Nowadays, there are also these kinds of people who are poor, but spiritually rich. They are able to do good deeds and say good words. It’s the image of this kind of people that is mentioned here. It in fact means that it is not necessary and mandatory that you earn a reward for every good deed, for what you spend in the path of Allah in this temporal world. There are people whom Allah tests on patience and they will surely keep their faith strong on patience. They are the ones who will win the final reward. That is, after their death, all their desires and wishes that they did not yet achieve will be granted to them, and Allah will give them a life of peace and tranquillity. All of this is a boon. Now, besides the Jamaat Ul Sahih Al Islam, is there another Jamaat that has a close link with this subject? Unfortunately, no one else! [That is, it is through the Jamaat Ul Sahih Al Islam that this knowledge and implementation of it will be perfected, Insha-Allah]. People like to snatch the wealth of others. Nowadays, every organisation and political system, every economic system and every society in the world, are studying and looking for ways and means to extract money from others.

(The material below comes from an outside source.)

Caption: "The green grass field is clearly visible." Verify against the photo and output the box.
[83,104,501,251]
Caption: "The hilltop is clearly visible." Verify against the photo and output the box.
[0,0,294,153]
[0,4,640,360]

Courts have also been established for the same objective; same for the police force. The army also is doing the same work. But to give up your right and spend for others and to spend on others when you are yourselves in difficulty, this is what is required of you, where you only have the pleasure of Allah in sight and you continue to spend on good works.

 

This subject is very rich [in knowledge]. Insha-Allah, I will come back on this subject again, next week. May Allah help us all to reflect upon it, and to give value to spending in the way of Allah, not to please people [as a show], but only for the Pleasure of Allah. Think that if Allah is pleased with your deeds, then what the world thinks is worthless. It is the pleasure of Allah that a true believer seeks; he seeks to please Allah and keeps up the hope to see His countenance one day. Insha-Allah, Ameen.